STEAM education is complex. It looks more like a beautiful puzzle than some science-themed arts and crafts project. Each piece of the puzzle is essential for the final picture to come together. With the help of Nearpod and Flocabulary, teachers can create engaging transdisciplinary STEAM units for any grade level.
When it comes to incorporating STEAM into the curriculum, Nearpod + Flocabulary have got you covered! 🙌 Learn all about it 👉 bit.ly/36Fs6YZ #STEAMedClick To Tweet7 Pieces to the STEAM Integration Puzzle:
1. Problem-Based
The first puzzle piece in creating an amazing STEAM unit is to select a problem for students to solve. A problem-based project creates a setting for processing skills, such as collaboration, analyzing, and modeling, to take place. This can also help create a context for learning.

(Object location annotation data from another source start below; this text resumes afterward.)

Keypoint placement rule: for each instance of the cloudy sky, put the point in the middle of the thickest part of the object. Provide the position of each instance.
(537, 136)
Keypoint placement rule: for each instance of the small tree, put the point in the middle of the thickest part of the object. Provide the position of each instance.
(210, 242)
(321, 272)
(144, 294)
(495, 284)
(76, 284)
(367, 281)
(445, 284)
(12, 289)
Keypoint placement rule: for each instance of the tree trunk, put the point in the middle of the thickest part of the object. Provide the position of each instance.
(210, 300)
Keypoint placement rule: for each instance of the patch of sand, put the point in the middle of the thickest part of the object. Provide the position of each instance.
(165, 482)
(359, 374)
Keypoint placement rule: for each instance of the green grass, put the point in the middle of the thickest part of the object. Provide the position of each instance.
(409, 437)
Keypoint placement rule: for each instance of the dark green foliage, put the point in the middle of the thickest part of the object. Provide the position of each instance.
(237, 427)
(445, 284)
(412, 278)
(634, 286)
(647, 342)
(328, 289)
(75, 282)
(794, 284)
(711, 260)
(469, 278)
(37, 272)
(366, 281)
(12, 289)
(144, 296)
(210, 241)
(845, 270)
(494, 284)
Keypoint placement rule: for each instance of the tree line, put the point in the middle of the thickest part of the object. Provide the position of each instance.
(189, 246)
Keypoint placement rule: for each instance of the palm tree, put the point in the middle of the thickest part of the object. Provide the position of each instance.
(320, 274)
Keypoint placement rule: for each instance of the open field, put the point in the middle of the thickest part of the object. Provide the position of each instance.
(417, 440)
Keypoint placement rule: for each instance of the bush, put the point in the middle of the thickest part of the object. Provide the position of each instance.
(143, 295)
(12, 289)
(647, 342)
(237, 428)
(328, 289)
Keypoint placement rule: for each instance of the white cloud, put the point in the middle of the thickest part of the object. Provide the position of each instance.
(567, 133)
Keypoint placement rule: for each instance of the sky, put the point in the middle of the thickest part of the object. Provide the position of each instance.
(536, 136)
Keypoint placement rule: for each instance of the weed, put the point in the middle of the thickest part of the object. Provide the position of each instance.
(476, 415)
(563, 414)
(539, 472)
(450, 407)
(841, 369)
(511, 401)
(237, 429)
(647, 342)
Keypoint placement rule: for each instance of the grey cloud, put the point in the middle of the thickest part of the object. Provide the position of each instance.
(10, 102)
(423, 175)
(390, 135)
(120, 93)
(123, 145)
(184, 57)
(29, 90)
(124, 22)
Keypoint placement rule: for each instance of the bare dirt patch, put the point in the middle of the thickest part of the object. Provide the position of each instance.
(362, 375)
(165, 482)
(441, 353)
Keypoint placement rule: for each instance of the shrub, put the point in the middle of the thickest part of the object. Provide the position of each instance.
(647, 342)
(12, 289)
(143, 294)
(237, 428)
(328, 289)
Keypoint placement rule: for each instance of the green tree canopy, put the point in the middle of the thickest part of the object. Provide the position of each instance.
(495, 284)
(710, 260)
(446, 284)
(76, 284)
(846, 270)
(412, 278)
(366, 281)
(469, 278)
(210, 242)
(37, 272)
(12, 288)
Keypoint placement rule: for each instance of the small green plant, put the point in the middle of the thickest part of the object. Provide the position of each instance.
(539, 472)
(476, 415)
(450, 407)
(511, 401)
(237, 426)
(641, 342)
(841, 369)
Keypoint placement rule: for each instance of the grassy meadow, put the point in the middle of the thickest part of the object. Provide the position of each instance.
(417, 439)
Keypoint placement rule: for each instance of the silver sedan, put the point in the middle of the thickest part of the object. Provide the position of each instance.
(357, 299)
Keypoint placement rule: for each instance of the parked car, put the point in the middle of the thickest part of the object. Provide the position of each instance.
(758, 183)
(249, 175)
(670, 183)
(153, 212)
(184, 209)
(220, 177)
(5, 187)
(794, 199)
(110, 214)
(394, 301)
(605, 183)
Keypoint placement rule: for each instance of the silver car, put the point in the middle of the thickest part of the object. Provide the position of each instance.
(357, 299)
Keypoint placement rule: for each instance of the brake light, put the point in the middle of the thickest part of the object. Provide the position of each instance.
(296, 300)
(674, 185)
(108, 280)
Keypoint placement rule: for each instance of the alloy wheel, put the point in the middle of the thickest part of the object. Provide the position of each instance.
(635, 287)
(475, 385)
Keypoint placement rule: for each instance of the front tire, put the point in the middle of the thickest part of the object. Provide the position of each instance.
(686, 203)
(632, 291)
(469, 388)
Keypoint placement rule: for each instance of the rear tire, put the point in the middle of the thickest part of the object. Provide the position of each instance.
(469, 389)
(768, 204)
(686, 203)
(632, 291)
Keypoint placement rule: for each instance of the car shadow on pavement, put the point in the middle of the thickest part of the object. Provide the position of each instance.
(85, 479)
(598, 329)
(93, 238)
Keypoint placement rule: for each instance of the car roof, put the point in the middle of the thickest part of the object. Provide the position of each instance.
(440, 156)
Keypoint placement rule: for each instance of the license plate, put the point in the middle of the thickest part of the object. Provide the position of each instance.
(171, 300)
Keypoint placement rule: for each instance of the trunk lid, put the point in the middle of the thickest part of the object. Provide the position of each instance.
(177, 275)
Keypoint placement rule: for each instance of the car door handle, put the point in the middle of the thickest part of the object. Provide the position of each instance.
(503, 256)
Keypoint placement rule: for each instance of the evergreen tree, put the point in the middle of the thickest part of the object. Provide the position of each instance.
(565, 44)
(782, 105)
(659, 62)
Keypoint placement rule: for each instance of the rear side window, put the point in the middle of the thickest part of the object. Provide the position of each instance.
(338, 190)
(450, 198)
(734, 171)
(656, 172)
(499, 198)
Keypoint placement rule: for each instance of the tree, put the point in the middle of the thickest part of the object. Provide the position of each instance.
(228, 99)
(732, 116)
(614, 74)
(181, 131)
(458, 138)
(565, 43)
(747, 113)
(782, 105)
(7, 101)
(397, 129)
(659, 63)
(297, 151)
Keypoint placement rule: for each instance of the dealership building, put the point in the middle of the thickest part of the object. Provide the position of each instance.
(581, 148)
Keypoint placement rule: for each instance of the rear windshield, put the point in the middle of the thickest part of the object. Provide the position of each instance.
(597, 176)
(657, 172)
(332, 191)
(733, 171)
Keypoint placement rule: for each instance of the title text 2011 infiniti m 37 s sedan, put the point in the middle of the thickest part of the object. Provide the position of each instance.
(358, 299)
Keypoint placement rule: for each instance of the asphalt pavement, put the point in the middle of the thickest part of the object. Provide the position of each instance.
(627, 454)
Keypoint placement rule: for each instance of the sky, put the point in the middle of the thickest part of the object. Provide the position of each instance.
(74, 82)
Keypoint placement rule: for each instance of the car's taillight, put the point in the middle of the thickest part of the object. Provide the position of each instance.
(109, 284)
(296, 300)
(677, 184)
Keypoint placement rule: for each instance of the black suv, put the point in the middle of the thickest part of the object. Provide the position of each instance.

Examples of problem-based STEAM scenarios:
- For Elementary Students: How can we create an outdoor “green” MakerSpace that will connect to our existing playground and be able to withstand our city’s year-round weather conditions?
- For Middle and High School Students: How can we raise awareness about the dangers of vaping for young people and how can we help stop teens from vaping?
2. S.T.E.A.M. Content
Try to incorporate the five components of STEAM: science, technology, engineering, art, and math, when creating a project. STEAM begins with a problem and weeds in the five content areas asking “What is the most useful way to solve the problem?”
Nearpod’s Lesson Library has 8,500+ ready-to-run, editable lessons that provide the foundational material students need to help solve these problem-based projects. Regardless of the subject area, teachers can add a pre-made Nearpod lesson to their Library. Teachers can ‘Add Content’ or an activity such as Desmos or the Draw It tool to create a transdisciplinary lesson. Transdisciplinary teaching foregrounds the problem to be solved, not the content area.
3. Authentic Tasks
The problem-based STEAM unit should be a current, real-world issue involving student interests. It should be selected from a local, community-based problem. However, that does not mean that you can’t select a problem that is a global issue, particularly if it is a current hot topic amongst your students.
Under Flocabulary’s Life Skills lessons, you can find authentic global topics. These topics include bullying, diversity, activism, nutrition, and internet safety. For example, in the Nearpod + Flocabulary lesson on Culture, students learn about how culture impacts various aspects of our lives. This can start a conversation on how to solve some of the cultural issues in their own community.
4. Inquiry-Rich
To create an inquiry-rich STEAM unit, students should be able to choose from multiple pathways to solve the problem. By the end of the unit, students should feel led towards further inquiry. Teachers can include a question at the end of each day’s lesson (ie. Exit Ticket) by using Nearpod’s ‘Collaborate Boards’, ‘Open-Ended Question’, or ‘Poll.’
5. Student Choice
When students have choice, they feel more ownership over the tasks, which increases student engagement! Students will typically choose something they are good at. This helps them demonstrate their strengths and engages different ability types. Additionally, student choice encourages multiple ways to solve a problem. Nearpod gives teachers the tools to create engaging lessons where students can be the STEAM puzzle builders.
6. Technology Integration
App smashing is a great way to integrate technology into your STEAM unit. Student-paced Nearpod lessons introduce and connect students to tech tools they can use to solve their problem-based scenario. Teachers can use Flocabulary, it includes Hip-hop videos and creativity tools that give teachers new ways to captivate students while engaging them in academically rigorous content. This tool supports content knowledge and art integration in the classroom, and even allows students to create their own raps in their Lyric Lab. They can also use Google Slides for group collaboration, or Nearpod’s own Time to Climb for a gaming formative assessment.
7. Teacher-Facilitated
As teachers become the facilitators of the lesson, students are provided opportunities to receive individual feedback and are able to take multiple pathways of inquiry. The outcome is that every group’s final project will look different from one another.
These seven pieces come together to create a powerful STEAM education unit to transform students into creative and collaborative problem solvers. Nearpod is the puzzle box that stores all these puzzle pieces together.